The model version is extracted automatically from the model name. For example, octave-2 resolves to version "2" and hume-v1 resolves to version "1".


Parameters

Parameter TTSRequest field Notes
Text text The text to synthesize into speech
Voice voice_id Voice name (default) or voice ID (see Voice Lookup Modes below)
Output format output_format AudioOutputFormat(format="mp3") — passed as {"type": format} to the API
Description voice_settings={"description": "..."} Voice style guidance (e.g., "excited and warm", "calm and soothing")
Speed voice_settings={"speed": 1.2} Speech rate multiplier
Trailing silence voice_settings={"trailing_silence": 0.5} Seconds of silence appended after the utterance

Extra Parameters

Advanced or Hume-specific parameters can be passed through extra_params:

request = TTSRequest(
    text="Hello world",
    voice_id="Kora",
    extra_params={
        "context": {"text": "Previously on the show..."},
    },
)

Voice Lookup Modes

Hume supports three ways to specify a voice, controlled via voice_settings:

Name Lookup (default)

By default, voice_id is treated as a voice name with the HUME_AI provider:

request = TTSRequest(
    text="Hello!",
    voice_id="Kora",  # Looked up by name
)
# Sends: {"name": "Kora", "provider": "HUME_AI"}

ID Lookup

Set voice_id_mode to "id" to look up the voice by its unique identifier:

request = TTSRequest(
    text="Hello!",
    voice_id="a1b2c3d4-...",
    voice_settings={"voice_id_mode": "id"},
)
# Sends: {"id": "a1b2c3d4-...", "provider": "HUME_AI"}

Custom Voice Provider

Override the voice provider with voice_provider:

request = TTSRequest(
    text="Hello!",
    voice_id="my-custom-voice",
    voice_settings={"voice_provider": "CUSTOM"},
)
# Sends: {"name": "my-custom-voice", "provider": "CUSTOM"}

You can combine voice_id_mode and voice_provider:

request = TTSRequest(
    text="Hello!",
    voice_id="a1b2c3d4-...",
    voice_settings={"voice_id_mode": "id", "voice_provider": "CUSTOM"},
)
# Sends: {"id": "a1b2c3d4-...", "provider": "CUSTOM"}

Provider-Specific Notes

SDK requirement: Install the hume package via the extra: pip install tarash-gateway[hume].

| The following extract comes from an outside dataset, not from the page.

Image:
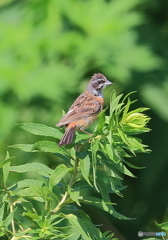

Authentication: api_key must be passed explicitly in AudioGenerationConfig. There is no automatic environment variable reading.

Utterances: Text is wrapped into a single PostedUtterance object internally. Voice specification, description, speed, and trailing silence are all set on the utterance.

Response metadata: The response includes duration from the Hume generation object, along with generation_id, file_size, and encoding details in raw_response.

No streaming: Hume returns the complete audio in a single response. The on_progress callback is accepted but unused.